Derrubou seu cigarro pela janela enquanto ele se aproximava e assustada, deu um pulo para trás enquanto os olhos irreconheciveis, porém azuis, debaixo daquela boina preta a fitavam.
- Boa noite. - Disse, num tom sutil, tentando não assusta-la. - Não vim lhe fazer mal, eu queria apenas... Lhe pedir uma informação.
Ela, ainda assustada, fitou aqueles olhos azuis e com firmeza, escondeu o medo, aproximando-se da janela.
- Diga.
- Então... É que eu não sou daqui e estou procurando uma pequena vila nessa mesma direção.
- Qual o nome?
- Bem, eu não sei ao certo... Acho que é uma vila de pescadores.
- Ah sim, sei de qual está falando. Pode continuar nessa direção que chegará lá.
- Tudo bem, obrigado. - Ele deu um sorriso, enquanto acenou e preparou-se para ir.
- Você é pescador? - Ela o interrompeu de partir.
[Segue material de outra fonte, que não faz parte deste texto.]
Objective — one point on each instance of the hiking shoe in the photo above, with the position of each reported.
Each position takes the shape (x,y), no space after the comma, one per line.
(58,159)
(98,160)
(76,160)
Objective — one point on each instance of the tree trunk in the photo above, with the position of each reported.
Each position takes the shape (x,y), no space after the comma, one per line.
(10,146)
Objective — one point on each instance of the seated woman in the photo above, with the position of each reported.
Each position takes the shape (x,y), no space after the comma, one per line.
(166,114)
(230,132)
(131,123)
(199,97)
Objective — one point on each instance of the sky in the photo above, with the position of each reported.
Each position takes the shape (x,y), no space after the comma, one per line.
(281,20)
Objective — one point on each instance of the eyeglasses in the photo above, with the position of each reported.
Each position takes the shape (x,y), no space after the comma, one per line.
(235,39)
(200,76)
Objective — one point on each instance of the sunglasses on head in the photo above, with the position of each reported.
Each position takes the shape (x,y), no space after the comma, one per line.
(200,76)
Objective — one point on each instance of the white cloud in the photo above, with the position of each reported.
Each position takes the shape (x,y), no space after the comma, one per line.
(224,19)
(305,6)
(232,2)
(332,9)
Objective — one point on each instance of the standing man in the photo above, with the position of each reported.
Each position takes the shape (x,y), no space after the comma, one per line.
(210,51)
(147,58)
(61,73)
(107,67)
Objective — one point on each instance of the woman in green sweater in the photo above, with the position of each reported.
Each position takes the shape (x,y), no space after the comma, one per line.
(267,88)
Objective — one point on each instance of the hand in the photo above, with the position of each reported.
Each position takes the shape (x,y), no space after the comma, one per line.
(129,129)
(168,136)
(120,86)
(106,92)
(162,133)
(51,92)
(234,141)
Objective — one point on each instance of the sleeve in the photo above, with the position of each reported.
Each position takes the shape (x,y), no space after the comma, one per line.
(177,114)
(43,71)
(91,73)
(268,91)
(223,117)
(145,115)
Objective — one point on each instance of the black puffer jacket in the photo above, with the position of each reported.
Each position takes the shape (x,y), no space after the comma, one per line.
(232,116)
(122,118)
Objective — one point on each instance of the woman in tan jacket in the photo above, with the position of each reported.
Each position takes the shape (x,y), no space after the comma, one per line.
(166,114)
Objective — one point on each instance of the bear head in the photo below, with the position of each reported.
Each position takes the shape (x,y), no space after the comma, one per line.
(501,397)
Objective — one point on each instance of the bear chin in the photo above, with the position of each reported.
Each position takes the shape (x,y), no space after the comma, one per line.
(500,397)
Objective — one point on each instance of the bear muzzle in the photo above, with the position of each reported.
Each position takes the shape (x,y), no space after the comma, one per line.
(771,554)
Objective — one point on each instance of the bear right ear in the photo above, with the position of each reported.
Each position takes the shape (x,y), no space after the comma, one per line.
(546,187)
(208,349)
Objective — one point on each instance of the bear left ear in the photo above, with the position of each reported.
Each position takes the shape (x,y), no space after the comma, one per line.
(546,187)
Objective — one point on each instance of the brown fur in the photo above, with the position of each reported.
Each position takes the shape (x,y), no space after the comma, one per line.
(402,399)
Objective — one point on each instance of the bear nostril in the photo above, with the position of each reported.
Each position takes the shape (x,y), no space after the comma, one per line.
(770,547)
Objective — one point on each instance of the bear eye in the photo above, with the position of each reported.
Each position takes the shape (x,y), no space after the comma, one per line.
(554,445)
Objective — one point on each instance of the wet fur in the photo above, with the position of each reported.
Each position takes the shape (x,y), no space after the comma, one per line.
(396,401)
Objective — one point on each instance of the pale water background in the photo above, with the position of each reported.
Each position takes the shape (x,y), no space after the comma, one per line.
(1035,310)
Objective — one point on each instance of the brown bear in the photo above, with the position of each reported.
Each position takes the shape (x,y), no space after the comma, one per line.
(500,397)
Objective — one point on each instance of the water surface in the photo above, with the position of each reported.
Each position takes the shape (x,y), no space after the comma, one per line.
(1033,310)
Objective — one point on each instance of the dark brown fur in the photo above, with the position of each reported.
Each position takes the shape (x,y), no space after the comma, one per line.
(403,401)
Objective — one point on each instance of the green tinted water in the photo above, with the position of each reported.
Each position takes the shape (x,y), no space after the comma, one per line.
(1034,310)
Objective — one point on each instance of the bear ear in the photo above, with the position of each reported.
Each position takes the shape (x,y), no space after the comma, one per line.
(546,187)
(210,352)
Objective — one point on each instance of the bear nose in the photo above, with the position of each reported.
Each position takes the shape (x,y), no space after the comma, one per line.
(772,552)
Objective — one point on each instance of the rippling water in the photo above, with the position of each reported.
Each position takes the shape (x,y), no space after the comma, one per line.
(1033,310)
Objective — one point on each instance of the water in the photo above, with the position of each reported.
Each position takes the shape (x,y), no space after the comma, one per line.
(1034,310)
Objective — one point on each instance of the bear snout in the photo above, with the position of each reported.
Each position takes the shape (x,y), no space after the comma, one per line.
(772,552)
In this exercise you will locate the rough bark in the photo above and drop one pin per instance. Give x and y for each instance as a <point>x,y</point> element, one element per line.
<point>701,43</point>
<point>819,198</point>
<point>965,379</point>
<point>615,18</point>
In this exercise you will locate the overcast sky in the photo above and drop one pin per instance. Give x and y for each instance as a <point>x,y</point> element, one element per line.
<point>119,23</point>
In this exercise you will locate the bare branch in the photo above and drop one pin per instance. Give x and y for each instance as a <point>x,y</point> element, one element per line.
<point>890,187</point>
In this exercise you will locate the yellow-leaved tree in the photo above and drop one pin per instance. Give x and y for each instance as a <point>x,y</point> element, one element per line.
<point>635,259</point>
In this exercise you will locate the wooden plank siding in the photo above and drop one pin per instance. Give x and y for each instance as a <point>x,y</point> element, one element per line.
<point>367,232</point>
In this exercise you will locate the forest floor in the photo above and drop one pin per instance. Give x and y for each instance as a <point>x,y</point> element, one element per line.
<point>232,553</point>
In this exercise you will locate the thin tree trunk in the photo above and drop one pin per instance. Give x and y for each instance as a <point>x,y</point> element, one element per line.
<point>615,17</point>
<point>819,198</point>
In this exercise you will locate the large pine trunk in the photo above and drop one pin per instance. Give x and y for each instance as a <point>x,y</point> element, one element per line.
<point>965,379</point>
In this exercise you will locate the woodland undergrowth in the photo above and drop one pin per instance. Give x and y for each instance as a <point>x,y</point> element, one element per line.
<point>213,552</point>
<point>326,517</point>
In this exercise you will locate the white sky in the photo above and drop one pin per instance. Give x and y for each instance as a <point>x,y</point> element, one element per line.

- Não... Na verdade, eu estou atrás do La Sierra Roja. Um navio argentino que está para partir. Eu quero navegar, conhecer os mares do mundo todo, quero sair, quero fugir. Quero esquecer tudo de ruim que já me aconteceu.
- Acha que sendo marinheiro fará isso? Tá ouvindo muita Adriana Calcanhoto, não acha?
- Não, não acho. Eu penso que como estou vivo, eu deveria tentar. Pode ser o que me faça feliz! Não preciso ser necessariamente um médico ou coisa do tipo, talvez eu precise estar lá, conhecendo os mares, navegando por todos eles e descobrindo coisas que nunca imaginara!
- Desculpe, mas... Não sei se posso concordar.
- Sim, eu imagino que não concorde. Eu quero experimentar algo que talvez possa me fazer feliz, porque muitas vezes o que nos faz feliz realmente, nunca é o que imaginamos! Talvez o que nos faça feliz esteja tão perto e nós nem ao menos possamos enxergar. Talvez eu tenha que me afogar na maresia para poder entender.
Ela se calou, ouvindo-o com atenção e em certas partes, ele tinha razão.
- Porque não se aventurar? Porque não tentar? Pode ser que o final lhe surpreenda, não? Eu acho que devo tentar. Você acha que deve tentar?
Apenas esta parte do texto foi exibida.